Fondation FondaMental, Créteil, France; Aix-Marseille Univ, Faculté de Médecine - Secteur Timone, EA 3279: CEReSS -Centre d'Etude et de Recherche sur les Services de Santé et la Qualité de vie, 27 Boulevard Jean Moulin, Marseille 13005, France.
Fondation FondaMental, Créteil, France; Sorbonne Universités, UPMC Univ Paris 06, UMR_S 1136, Institut Pierre Louis d'Epidémiologie et de Santé Publique, F-75013, Paris, France; INSERM, UMR_S 1136, Institut Pierre Louis d'Epidémiologie et de Santé Publique, F-75013, Paris, France.
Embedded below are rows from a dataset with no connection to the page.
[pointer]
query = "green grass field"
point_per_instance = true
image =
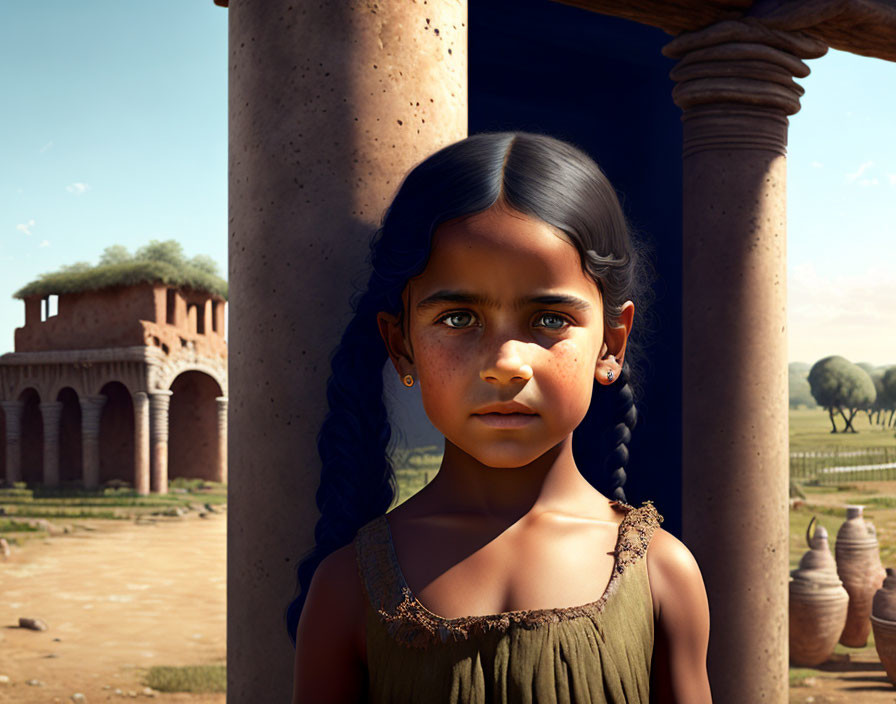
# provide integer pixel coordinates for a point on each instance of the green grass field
(810, 429)
(20, 505)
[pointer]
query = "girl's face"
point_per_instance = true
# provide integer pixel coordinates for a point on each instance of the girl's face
(504, 313)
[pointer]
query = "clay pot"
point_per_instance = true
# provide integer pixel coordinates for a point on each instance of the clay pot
(883, 621)
(818, 603)
(862, 574)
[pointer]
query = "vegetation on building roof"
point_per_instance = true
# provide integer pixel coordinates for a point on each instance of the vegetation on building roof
(157, 262)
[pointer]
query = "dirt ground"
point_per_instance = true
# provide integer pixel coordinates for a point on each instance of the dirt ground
(117, 599)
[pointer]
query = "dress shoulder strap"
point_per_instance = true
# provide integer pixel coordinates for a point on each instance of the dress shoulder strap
(635, 532)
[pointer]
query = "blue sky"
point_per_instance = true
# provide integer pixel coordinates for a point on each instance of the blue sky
(115, 132)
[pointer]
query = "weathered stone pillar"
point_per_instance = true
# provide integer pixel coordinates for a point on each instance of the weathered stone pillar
(158, 432)
(221, 465)
(91, 412)
(736, 88)
(330, 105)
(141, 443)
(51, 411)
(13, 412)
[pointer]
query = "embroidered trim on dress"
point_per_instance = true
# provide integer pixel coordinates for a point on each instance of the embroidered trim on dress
(412, 624)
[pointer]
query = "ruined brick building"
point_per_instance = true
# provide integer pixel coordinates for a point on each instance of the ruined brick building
(128, 382)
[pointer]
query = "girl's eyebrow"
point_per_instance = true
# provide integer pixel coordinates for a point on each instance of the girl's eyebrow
(447, 296)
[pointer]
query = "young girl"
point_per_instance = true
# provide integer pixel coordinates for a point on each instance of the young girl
(503, 283)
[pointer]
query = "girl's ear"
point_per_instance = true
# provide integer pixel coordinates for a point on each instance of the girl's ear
(612, 354)
(396, 345)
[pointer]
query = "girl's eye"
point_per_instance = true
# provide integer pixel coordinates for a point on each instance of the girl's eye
(561, 322)
(552, 321)
(462, 314)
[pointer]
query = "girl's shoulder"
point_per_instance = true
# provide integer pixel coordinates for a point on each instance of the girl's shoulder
(331, 654)
(672, 571)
J Affect Disord. 2019 Feb 15;245:468-474. doi: 10.1016/j.jad.2018.11.004. Epub 2018 Nov 6.
Major Depressive Disorder (MDD) is a therapeutic challenge in schizophrenia (SZ). Untangling different forms of MDD appears as the best current strategy to improve remission to treatment in the so-called precision medicine approach.
The objectives of the present study were to determine (i) the prevalence of Inflammatory Depression (ID) in stabilized SZ outpatients (ii) if ID was associated with clinical or cognitive profiles that may help clinicians detecting ID (iii) if antidepressants were effective in ID and (iv) the biological correlates of ID that may orientate personalized treatments.
Participants were consecutively included and received a thorough 2 days- clinical assessment.
785 subjects were recruited in the FACE-SZ cohort. 289 (36.8%) were diagnosed with MDD (remitted or unremitted), of them 57 with ID (19.7%). No clinical or cognitive features were associated with ID (all p > 0.05). ID has been associated with increased abdominal perimeter (aOR = 4.48, p = 0.002) and latent Toxoplasma infection (aOR = 2.19, p = 0.04). While antidepressants were associated with decreased depressive symptoms level in ID, 44% of the subjects remained unremitted under antidepressant, with no association with CRP blood levels.
ID may not differ from other forms of depression by its clinical symptoms but by its aetiologies. ID is associated with increased perivisceral fat and latent Toxoplasma infection that are both potentially related to gut/microbiota disturbances. Specific anti-inflammatory drugs and microbiota-targeted therapeutics appear as promising strategies in the treatment of inflammatory depression in schizophrenia.
重度抑郁症(MDD)是精神分裂症(SZ)的治疗挑战。理清不同形式的 MDD 似乎是目前提高所谓精准医学方法治疗缓解率的最佳策略。
本研究的目的是确定(i)稳定的 SZ 门诊患者中炎症性抑郁症(ID)的患病率;(ii)ID 是否与可能有助于临床医生检测 ID 的临床或认知特征相关;(iii)抗抑郁药在 ID 中的有效性;(iv)ID 的生物学相关性,可能为个性化治疗提供方向。
连续纳入参与者,并接受为期 2 天的全面临床评估。
FACE-SZ 队列共纳入 785 名受试者。289 名(36.8%)被诊断为 MDD(缓解或未缓解),其中 57 名患有 ID(19.7%)。ID 与临床或认知特征无关(均 p>0.05)。ID 与腹部周长增加有关(优势比[OR] = 4.48,p = 0.002)和潜伏性弓形虫感染(OR = 2.19,p = 0.04)。虽然抗抑郁药与 ID 患者的抑郁症状水平降低有关,但 44%的 ID 患者在抗抑郁药治疗下仍未缓解,与 CRP 血水平无关。
ID 与其临床症状不同,而与其病因有关。ID 与内脏周围脂肪增加和潜伏性弓形虫感染有关,这两者都可能与肠道/微生物群紊乱有关。针对炎症的特定抗炎药物和针对微生物群的治疗方法似乎是治疗精神分裂症炎症性抑郁症的有前途的策略。